17. A non-transitory machine-readable storage medium encoded with instructions executable by one or more processors that, when executed, direct the one or more processors to perform operations that facilitate object detection, the operations comprising:

obtaining reflective radar signals regarding a scene monitored, the reflective radar signals being received by multiple antennas of a radar sensor system;

producing reflective-intensity data based on the reflective radar signals, the reflective-intensity data containing multiple spatially invariant spectrums, which include 1) a range reflective-intensity spectrum includes relative distances between reflection points indicated by the reflective-intensity data and the radar sensor system, 2) a speed (“Doppler”) reflective-intensity spectrum includes speeds of the reflection points indicated by the reflective-intensity data relative to the radar sensor system, and 3) an adjusted azimuth (“adjusted-azimuth”) spectrum, which is based on azimuths of the reflection points indicated by the reflective-intensity data relative to the radar sensor system, and wherein the producing includes determining a two-dimensional range-Doppler transform that incorporates the range reflective-intensity spectrum and Doppler reflective-intensity spectrum;

generating a reflective intensity volume (RIV) based on the reflective-intensity data;

applying a trained convolutional neural network (CNN) on the generated RIV; and

detecting objects in the scene based, at least in part, the applying of the trained CNN on the generated RIV.

18. A non-transitory machine-readable storage medium of claim 17, wherein the determining the two-dimensional range-Doppler transform includes:

transforming the range reflective-intensity spectrum by the reflective radar signals, wherein the range reflective-intensity spectrum includes range bins based on the reflective radar signals by multiple antennas of the radar sensor system; and

transforming the Doppler reflective-intensity spectrum by the reflective radar signals, wherein the Doppler reflective-intensity spectrum includes Doppler bins based on the range bins and the reflective radar signals by multiple antennas of the radar sensor system.

19. A non-transitory machine-readable storage medium of claim 18, wherein the producing reflective-intensity data includes determining the adjusted-azimuth spectrum by calculating sine of the azimuth (“sin(azimuth)”) relative to a two-dimensional range-Doppler transform that incorporates the range reflective-intensity spectrum and Doppler reflective-intensity spectrum.
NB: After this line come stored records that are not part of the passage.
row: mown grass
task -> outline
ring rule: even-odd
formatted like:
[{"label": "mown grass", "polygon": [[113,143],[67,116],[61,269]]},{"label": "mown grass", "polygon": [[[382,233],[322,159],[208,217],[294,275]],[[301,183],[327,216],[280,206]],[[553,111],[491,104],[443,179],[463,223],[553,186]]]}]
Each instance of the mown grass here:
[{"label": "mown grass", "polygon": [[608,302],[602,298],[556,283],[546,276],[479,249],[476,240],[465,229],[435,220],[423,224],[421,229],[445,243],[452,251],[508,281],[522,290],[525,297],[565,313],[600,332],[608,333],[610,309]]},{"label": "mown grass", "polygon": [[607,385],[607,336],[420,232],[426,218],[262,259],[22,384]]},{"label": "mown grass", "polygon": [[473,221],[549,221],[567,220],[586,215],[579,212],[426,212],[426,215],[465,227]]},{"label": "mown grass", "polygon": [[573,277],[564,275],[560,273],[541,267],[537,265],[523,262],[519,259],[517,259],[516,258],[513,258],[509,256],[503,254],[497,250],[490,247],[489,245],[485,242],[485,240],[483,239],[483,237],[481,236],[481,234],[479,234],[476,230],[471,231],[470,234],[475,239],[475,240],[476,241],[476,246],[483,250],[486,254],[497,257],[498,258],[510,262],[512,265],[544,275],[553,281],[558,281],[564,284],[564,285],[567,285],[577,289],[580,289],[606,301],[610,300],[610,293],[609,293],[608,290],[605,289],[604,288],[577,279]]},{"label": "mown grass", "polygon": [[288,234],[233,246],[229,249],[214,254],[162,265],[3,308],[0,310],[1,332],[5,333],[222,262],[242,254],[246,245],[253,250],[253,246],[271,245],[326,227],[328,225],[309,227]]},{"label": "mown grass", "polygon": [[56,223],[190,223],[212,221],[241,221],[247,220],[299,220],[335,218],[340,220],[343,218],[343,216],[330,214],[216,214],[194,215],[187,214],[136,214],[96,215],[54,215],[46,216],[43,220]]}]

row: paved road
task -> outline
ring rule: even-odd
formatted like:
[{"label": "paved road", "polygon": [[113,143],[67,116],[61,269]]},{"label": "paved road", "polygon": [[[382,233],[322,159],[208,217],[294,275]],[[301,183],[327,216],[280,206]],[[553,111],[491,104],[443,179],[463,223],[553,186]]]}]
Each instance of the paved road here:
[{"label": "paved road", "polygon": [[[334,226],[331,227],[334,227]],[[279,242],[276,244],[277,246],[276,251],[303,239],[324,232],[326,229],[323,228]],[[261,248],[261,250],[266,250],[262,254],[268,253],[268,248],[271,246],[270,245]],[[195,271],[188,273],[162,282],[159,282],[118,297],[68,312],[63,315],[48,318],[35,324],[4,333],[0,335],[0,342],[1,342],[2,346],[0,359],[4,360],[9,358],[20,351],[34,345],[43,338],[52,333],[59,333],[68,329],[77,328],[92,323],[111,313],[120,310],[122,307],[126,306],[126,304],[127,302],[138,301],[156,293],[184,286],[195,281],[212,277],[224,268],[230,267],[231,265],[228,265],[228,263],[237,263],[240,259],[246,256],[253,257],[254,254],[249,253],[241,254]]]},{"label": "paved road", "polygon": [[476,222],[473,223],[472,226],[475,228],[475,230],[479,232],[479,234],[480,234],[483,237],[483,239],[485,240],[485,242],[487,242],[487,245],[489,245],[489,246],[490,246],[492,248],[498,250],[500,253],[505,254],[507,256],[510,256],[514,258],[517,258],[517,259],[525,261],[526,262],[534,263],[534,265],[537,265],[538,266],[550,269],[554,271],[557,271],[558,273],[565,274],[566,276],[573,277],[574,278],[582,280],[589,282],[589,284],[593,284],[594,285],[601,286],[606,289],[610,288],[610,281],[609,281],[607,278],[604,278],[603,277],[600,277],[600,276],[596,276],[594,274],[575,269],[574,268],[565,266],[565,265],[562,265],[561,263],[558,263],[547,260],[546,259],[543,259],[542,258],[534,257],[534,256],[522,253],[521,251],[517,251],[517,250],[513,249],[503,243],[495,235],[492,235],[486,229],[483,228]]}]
20. A non-transitory machine-readable storage medium of claim 19, wherein:

the producing reflective-intensity data includes determining the adjusted-azimuth spectrum by calculating sine of the azimuth (“sin(azimuth)”) relative to the range bins and Doppler bins of the two-dimensional range-Doppler transform; and

the generating includes combining results of the calculating for the range bins and Doppler to produce a three-dimensional, spatially invariant range-speed-adjusted-azimuth transform.